The Russian Central Bank on Thursday announced that it will begin to intervene in the foreign exchange market after the ruble plunged to a record low following the Russian military intervention in Ukraine.
“The Bank of Russia will ensure the maintenance of financial stability and business continuity of financial institutions by using all the necessary tools,” the bank said in a statement.
It did not mention raising interest rates but said additional liquidity will be provided for bank by offering 1 trillion Russian rubles (some $11.5 billion) in the overnight repo auction.
The ruble tumbled to a record low of 89.98 per dollar and Russian stocks collapsed 45% after Russia attacked Ukraine.

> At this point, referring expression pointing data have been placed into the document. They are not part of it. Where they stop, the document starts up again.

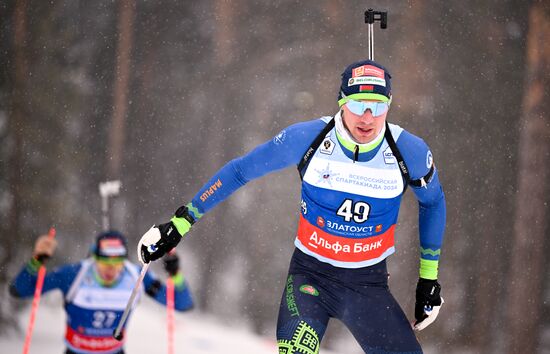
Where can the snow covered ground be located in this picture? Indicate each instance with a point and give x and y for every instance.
(195, 333)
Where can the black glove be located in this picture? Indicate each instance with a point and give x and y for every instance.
(427, 298)
(156, 242)
(171, 263)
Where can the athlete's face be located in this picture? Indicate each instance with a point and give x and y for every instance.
(363, 128)
(109, 270)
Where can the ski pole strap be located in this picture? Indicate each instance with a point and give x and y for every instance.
(421, 182)
(304, 162)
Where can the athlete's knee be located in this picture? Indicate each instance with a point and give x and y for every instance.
(298, 337)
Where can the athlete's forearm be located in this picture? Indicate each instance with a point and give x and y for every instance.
(432, 218)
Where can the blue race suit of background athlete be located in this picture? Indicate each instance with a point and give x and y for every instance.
(93, 310)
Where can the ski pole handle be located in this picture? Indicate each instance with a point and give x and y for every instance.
(36, 298)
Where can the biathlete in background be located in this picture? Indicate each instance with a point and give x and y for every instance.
(96, 290)
(355, 168)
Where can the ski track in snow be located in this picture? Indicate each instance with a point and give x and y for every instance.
(195, 333)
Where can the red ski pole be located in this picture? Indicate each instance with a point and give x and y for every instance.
(36, 299)
(170, 311)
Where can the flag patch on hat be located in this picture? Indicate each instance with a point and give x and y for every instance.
(368, 88)
(366, 80)
(368, 70)
(112, 247)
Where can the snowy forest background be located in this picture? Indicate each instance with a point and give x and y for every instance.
(160, 94)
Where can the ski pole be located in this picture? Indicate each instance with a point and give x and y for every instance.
(170, 314)
(117, 334)
(372, 16)
(36, 299)
(170, 310)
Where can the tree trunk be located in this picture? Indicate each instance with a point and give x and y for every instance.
(531, 220)
(120, 94)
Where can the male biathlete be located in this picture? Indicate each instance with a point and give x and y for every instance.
(96, 290)
(355, 168)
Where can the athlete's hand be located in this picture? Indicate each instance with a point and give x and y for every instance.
(44, 247)
(428, 303)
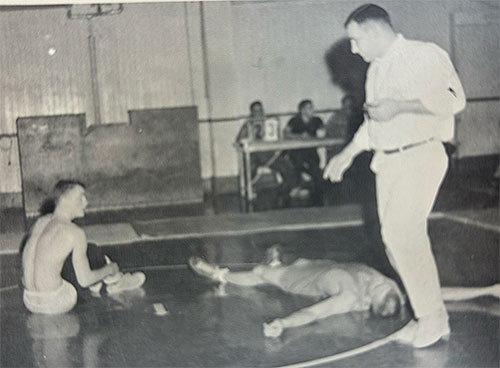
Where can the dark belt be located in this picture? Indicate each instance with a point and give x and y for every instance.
(404, 148)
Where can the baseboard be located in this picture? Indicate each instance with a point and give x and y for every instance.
(11, 200)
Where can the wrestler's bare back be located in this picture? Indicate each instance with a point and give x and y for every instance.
(47, 248)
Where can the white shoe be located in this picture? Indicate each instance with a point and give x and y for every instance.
(431, 329)
(128, 281)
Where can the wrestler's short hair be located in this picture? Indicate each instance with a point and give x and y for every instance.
(348, 98)
(62, 186)
(368, 12)
(303, 104)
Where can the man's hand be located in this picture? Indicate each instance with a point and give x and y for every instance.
(383, 110)
(337, 166)
(274, 328)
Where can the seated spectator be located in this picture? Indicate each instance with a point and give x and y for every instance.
(266, 162)
(306, 161)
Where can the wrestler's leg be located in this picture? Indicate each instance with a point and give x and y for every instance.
(96, 260)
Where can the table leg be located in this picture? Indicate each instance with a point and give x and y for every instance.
(242, 181)
(248, 180)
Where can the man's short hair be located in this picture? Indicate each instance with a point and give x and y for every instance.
(303, 103)
(348, 98)
(65, 185)
(255, 103)
(368, 12)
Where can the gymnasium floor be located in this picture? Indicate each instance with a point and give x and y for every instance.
(205, 326)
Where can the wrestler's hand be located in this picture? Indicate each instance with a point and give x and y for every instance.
(274, 328)
(382, 110)
(337, 166)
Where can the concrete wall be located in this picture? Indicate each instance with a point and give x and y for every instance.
(153, 160)
(218, 56)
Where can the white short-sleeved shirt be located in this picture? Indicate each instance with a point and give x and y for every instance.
(412, 70)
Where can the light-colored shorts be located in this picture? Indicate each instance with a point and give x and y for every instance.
(61, 300)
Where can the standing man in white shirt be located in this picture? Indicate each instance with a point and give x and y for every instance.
(412, 95)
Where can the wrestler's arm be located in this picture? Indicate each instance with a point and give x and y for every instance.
(84, 274)
(337, 304)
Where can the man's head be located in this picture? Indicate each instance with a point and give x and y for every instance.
(370, 30)
(70, 196)
(256, 109)
(386, 301)
(306, 109)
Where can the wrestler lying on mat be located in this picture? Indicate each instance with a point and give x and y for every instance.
(56, 252)
(341, 288)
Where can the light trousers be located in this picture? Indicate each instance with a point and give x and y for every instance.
(407, 184)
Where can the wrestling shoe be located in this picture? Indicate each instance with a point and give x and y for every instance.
(206, 269)
(273, 256)
(95, 289)
(128, 281)
(114, 278)
(431, 329)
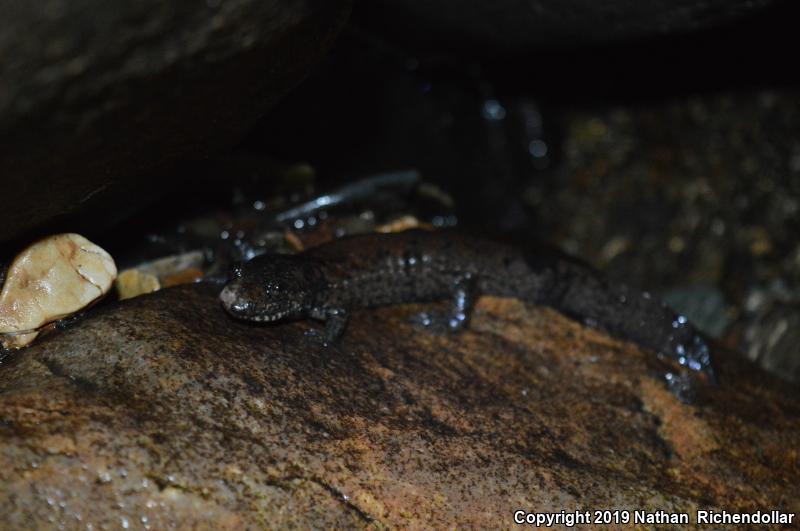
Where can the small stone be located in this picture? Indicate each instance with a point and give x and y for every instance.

The currency was nearly 7% weaker against the US dollar.
The Moscow stock exchange reopened trading after suspending it for a few hours on Thursday.
Tougher sanctions by the US and the EU are on the way to face Russia as it started a military intervention in Ukraine early Thursday.
US President Joe Biden announced Tuesday the first tranche of sanctions against Russia in response to Moscow’s recognizing two breakaway regions of eastern Ukraine, Donetsk and Luhansk.
On Wednesday, he said the US is expanding sanctions to the Nord Stream 2 AG, the company that built a key gas pipeline from Russia to Germany, and its corporate officers.
Meanwhile, European Commission President Ursula von der Leyen announced Thursday the EU will freeze Russian assets and block Russian banks from accessing the financial market to severely damage the Kremlin’s ability to finance the war.